O Estado de São Paulo, n.46300, 23/07/2020. Economia, p.B7

 

IBGE apura que 4 em 10 cidades não têm esgoto

Daniela Amorim

23/07/2020

 

 

Pesquisa é de 2017 e quadro não deve ter se alterado; novo marco atrai investimento

Em meio às discussões políticas que ainda cercam o novo Marco Legal do Saneamento Básico, dados recentes escancaram o tamanho do desafio a ser enfrentado pelo País nas próximas décadas para reduzir o abismo que impede a grande parte da população o acesso às condições mínimas de higiene em suas casas.

Quatro em cada dez municípios brasileiros ainda não tinham rede de coleta de esgoto no ano de 2017. Apenas metade dos lares do País tinha acesso ao serviço, ou seja, 34,1 milhões de domicílios não eram atendidos por rede coletora de esgoto sanitário. Os dados são da Pesquisa Nacional de Saneamento Básico 2017, com informações de todas as prestadoras de serviços de abastecimento de água e coleta de esgoto, levantadas pelo Instituto Brasileiro de Geografia e Estatística (IBGE).

A situação agora em 2020 deve estar ainda pior, porque desde que a pesquisa foi a campo não foram empregados recursos em volume necessário para ao menos manter adequadamente a estrutura já existente, alertou a pesquisadora Joisa Dutra, diretora do Centro de Estudos em Regulação e Infraestrutura da Fundação Getulio Vargas (CERI/FGV).
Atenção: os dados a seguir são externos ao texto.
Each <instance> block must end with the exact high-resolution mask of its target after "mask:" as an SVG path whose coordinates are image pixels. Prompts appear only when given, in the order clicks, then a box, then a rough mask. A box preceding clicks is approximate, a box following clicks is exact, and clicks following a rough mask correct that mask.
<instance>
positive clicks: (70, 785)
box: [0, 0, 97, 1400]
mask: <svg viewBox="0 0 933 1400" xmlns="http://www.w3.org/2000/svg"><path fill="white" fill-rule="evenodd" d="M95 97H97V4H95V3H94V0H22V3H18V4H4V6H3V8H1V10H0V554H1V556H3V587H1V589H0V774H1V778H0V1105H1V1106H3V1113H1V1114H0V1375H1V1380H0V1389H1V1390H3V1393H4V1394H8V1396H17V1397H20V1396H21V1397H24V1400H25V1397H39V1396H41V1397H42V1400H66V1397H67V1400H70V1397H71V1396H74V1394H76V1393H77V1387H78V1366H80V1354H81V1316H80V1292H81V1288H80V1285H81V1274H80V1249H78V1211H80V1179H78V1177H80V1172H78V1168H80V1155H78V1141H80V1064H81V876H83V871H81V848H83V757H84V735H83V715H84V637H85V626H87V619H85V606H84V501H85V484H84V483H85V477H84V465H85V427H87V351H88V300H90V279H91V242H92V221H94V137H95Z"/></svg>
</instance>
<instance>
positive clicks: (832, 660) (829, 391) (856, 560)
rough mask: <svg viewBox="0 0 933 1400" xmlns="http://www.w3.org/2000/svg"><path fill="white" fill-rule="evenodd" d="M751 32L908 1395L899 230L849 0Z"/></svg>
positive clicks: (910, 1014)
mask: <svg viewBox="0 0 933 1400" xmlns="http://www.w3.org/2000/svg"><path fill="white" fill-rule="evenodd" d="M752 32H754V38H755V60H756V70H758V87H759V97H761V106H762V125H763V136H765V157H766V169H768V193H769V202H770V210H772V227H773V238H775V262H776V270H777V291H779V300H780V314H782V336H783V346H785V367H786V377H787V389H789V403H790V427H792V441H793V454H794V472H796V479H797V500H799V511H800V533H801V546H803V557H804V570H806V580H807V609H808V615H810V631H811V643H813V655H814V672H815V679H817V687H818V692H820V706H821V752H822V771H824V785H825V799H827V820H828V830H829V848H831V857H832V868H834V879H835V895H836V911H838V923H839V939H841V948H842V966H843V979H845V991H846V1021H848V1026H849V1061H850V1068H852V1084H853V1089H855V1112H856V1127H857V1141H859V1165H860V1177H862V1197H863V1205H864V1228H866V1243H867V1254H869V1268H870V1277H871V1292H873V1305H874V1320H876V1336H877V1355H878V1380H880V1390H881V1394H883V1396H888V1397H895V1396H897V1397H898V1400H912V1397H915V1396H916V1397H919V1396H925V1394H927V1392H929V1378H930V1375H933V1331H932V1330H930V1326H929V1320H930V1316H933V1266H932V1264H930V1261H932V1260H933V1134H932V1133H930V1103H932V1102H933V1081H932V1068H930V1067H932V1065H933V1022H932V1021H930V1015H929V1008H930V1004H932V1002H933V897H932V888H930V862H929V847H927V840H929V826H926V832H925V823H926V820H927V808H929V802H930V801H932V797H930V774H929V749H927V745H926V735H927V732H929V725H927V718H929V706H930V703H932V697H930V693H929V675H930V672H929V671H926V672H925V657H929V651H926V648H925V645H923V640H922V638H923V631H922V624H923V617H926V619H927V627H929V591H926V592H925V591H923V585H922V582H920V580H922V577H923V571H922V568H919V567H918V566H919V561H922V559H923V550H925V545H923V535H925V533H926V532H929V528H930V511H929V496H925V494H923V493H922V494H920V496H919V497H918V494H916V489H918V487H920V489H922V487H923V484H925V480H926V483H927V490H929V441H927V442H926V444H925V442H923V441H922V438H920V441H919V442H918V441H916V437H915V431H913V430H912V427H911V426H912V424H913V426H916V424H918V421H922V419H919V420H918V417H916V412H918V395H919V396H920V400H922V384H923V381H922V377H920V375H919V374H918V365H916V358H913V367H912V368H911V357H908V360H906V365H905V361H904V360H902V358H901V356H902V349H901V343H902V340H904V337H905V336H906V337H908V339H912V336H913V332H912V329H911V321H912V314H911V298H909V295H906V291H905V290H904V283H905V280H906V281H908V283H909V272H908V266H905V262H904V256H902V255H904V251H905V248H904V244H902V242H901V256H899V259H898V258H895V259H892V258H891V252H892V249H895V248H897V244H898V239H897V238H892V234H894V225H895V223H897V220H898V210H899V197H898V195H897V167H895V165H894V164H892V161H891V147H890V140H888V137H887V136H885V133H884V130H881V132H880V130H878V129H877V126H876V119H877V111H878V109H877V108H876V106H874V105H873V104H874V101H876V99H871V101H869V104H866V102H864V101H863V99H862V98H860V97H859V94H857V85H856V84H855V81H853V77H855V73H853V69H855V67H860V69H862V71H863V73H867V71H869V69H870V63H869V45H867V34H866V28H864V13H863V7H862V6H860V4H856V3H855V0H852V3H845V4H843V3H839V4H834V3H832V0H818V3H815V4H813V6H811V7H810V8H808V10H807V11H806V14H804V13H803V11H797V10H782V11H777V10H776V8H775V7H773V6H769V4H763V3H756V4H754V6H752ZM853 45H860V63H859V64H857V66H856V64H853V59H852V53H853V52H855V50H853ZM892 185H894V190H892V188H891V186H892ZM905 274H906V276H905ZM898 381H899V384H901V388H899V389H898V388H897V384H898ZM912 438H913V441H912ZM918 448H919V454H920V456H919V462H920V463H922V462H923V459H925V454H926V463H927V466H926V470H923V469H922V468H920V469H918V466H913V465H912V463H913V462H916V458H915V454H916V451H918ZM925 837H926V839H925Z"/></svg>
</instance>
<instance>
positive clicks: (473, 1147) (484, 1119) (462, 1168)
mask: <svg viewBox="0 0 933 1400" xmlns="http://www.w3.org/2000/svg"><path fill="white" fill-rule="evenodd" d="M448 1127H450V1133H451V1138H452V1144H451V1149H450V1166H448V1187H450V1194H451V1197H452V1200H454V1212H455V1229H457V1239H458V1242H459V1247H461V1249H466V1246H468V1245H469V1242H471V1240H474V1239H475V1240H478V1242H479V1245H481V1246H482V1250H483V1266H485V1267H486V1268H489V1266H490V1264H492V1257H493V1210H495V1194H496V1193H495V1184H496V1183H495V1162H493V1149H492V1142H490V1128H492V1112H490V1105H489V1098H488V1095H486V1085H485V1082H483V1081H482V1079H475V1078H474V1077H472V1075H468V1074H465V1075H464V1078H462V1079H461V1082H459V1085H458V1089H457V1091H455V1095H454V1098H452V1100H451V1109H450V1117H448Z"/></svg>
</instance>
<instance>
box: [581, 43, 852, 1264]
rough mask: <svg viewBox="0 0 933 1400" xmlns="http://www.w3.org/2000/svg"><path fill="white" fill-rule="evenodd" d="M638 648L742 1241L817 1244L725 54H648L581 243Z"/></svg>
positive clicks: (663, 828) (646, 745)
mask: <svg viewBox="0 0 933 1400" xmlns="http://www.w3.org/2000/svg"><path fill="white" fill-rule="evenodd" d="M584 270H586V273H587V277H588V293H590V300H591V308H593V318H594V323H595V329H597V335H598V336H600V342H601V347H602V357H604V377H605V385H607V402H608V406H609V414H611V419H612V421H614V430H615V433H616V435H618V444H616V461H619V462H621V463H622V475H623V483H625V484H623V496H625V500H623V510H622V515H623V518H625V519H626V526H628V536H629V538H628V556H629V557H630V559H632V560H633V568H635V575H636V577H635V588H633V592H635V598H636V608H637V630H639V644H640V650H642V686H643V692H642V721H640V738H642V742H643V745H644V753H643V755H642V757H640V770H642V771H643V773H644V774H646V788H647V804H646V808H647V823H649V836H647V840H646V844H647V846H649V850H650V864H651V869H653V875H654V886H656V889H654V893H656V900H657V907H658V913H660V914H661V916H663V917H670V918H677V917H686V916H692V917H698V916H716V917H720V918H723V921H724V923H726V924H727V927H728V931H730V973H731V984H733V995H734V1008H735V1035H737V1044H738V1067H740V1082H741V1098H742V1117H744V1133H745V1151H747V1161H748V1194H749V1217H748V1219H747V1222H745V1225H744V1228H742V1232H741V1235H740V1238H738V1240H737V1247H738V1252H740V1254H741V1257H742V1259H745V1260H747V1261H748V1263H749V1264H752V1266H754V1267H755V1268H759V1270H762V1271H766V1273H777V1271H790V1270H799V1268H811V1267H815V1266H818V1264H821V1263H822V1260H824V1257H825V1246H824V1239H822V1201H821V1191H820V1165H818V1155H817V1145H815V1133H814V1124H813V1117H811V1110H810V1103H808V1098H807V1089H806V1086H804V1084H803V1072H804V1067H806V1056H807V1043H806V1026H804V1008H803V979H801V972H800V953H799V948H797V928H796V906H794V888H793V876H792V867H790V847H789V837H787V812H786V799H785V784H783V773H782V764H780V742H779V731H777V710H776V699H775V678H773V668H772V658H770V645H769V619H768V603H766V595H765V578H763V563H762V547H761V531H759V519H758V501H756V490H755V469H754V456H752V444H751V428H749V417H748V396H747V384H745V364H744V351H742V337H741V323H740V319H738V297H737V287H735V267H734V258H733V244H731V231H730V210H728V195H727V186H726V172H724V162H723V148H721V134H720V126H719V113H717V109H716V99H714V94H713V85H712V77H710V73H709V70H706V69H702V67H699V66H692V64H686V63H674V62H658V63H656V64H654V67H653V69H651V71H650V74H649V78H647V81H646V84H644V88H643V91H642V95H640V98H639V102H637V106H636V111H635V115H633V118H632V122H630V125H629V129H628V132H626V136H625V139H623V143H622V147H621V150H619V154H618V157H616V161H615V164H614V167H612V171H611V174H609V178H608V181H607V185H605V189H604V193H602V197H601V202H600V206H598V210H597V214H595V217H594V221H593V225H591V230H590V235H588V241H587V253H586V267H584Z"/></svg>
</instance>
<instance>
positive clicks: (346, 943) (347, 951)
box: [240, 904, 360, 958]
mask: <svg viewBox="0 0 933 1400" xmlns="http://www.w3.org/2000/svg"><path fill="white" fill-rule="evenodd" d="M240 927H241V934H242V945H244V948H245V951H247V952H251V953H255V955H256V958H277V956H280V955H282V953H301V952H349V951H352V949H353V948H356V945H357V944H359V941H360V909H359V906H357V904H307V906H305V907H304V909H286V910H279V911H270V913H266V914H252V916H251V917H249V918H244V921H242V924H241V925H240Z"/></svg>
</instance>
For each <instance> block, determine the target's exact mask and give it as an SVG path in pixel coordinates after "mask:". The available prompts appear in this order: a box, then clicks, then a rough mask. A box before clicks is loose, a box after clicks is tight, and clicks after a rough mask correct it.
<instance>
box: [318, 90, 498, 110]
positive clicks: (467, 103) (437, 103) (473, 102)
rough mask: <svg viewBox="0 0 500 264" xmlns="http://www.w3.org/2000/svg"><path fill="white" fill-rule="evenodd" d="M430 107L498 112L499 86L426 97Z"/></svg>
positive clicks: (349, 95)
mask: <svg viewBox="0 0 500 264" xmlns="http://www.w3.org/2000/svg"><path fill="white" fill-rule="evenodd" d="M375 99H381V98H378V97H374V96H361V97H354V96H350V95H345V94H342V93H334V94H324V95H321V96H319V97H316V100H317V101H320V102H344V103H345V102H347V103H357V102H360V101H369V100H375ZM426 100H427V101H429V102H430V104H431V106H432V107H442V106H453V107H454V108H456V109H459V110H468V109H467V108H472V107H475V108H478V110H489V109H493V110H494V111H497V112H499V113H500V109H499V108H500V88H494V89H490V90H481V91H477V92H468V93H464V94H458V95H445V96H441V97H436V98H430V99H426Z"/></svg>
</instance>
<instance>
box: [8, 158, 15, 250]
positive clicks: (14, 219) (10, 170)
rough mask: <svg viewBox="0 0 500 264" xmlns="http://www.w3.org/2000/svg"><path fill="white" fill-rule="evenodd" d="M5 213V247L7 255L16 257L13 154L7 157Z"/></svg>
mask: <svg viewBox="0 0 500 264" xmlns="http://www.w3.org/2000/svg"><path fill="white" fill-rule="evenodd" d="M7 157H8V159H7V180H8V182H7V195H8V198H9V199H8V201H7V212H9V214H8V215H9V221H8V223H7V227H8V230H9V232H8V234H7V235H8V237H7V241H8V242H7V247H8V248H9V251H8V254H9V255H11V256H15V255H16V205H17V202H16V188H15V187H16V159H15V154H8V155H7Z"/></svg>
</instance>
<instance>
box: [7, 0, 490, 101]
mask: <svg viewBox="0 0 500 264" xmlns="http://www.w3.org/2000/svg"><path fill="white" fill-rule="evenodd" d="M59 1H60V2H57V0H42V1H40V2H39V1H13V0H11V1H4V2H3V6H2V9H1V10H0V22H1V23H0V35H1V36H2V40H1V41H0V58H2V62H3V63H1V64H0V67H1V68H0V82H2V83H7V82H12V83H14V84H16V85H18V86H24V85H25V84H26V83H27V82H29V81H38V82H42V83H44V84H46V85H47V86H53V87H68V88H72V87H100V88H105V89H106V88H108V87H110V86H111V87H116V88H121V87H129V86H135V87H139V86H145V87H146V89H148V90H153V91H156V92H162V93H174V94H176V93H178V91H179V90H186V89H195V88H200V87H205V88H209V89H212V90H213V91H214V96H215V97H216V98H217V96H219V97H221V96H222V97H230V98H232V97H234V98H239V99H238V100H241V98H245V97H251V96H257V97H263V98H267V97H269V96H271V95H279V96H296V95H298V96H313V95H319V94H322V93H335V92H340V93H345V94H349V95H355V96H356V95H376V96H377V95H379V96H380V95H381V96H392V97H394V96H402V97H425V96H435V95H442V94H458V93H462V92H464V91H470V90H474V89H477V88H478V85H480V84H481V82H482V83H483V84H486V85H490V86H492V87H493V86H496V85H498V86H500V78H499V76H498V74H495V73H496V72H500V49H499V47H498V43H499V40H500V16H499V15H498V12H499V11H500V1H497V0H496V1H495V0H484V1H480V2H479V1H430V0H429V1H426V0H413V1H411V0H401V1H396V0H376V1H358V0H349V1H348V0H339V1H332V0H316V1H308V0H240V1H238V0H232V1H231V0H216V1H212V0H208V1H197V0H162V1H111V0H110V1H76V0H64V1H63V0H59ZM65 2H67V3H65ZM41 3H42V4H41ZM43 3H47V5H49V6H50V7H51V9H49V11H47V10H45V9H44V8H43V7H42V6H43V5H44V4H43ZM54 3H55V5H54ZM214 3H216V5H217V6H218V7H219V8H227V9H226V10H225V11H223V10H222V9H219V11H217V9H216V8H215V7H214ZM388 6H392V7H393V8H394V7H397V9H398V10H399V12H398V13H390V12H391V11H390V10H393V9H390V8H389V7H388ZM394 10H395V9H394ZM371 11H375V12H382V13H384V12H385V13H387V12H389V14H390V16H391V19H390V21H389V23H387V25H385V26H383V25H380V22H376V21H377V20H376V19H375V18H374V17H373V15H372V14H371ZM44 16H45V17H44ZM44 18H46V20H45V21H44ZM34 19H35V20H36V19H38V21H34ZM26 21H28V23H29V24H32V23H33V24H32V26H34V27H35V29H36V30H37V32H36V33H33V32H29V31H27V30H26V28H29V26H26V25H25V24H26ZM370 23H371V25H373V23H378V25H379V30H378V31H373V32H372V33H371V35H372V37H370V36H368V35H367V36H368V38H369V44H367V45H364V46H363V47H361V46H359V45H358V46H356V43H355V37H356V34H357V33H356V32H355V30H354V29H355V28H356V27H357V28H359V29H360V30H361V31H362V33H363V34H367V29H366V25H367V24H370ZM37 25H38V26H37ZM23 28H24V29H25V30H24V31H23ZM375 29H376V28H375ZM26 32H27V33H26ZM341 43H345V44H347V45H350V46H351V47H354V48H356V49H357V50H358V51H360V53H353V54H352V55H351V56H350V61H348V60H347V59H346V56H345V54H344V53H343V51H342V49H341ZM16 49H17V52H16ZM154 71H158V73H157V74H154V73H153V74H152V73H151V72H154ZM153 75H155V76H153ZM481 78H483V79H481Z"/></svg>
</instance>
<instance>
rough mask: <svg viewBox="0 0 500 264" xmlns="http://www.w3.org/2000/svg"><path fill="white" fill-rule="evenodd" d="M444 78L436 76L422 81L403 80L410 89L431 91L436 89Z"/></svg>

"Os investimentos foram suficientes só para continuar com a rede existente ou até degradou a rede existente", observou Joisa. "De um lado faltam recursos, de outro os recursos não estão chegando como precisariam", completou a pesquisadora.

O Congresso aprovou há cerca de um mês, no último dia 24, o novo Marco Legal do Saneamento Básico no País, com uma série de novas regras para o setor. As mudanças facilitam a entrada da iniciativa privada em concessões e privatização de estatais de saneamento, entre outras medidas. A proposta seguiu para sanção do presidente Jair Bolsonaro, que vetou o dispositivo que previa a manutenção dos atuais contratos do setor por 30 anos. A decisão presidencial desagradou a parlamentares, governadores e prefeitos, e o veto ainda pode ser pautado e eventualmente derrubado em nova votação no congresso.

O levantamento do IBGE aponta que as principais executoras dos serviços de saneamento básico no País no ano de 2017 eram as prefeituras, companhias estaduais, autarquias municipais e associações. As empresas privadas atuavam no esgotamento sanitário em apenas 3,1% dos municípios e no abastecimento de água em somente 3,6% dos municípios.

Sem tratamento. O levantamento mostra ainda que somente 67,0% do volume de esgoto gerado pela população são coletados por rede. No Norte, esse porcentual era de apenas 19,0%, mas subia a 83,6% no Sudeste. Quase um quarto do esgoto coletado não recebia qualquer tipo de tratamento.

"A maior parte do esgoto coletado que não recebe tratamento é descartado diretamente nos cursos d'água", explicou Fernanda Malta, gerente de pesquisas de saneamento IBGE. "Há ainda casos em que as legislações locais estabelecem que os domicílios devem tratar seu esgoto em fossas sépticas individuais e descartá-lo na rede já com tratamento. Nesses casos, não ocorre disposição final de esgoto sem tratamento nos cursos d'água", esclareceu.

Já o serviço de abastecimento de água encanada estava presente em quase todos os municípios brasileiros, mas a distribuição entre os moradores passava longe de ser universalizada. O País ainda tinha 9,6 milhões de lares sem acesso à rede de água canalizada no ano de 2017. As regiões Norte e Nordeste concentravam quase oito em cada 10 desses domicílios sem abastecimento por rede: 7,5 milhões de residências. O Sudeste tinha 912 mil domicílios sem acesso a água encanada via rede.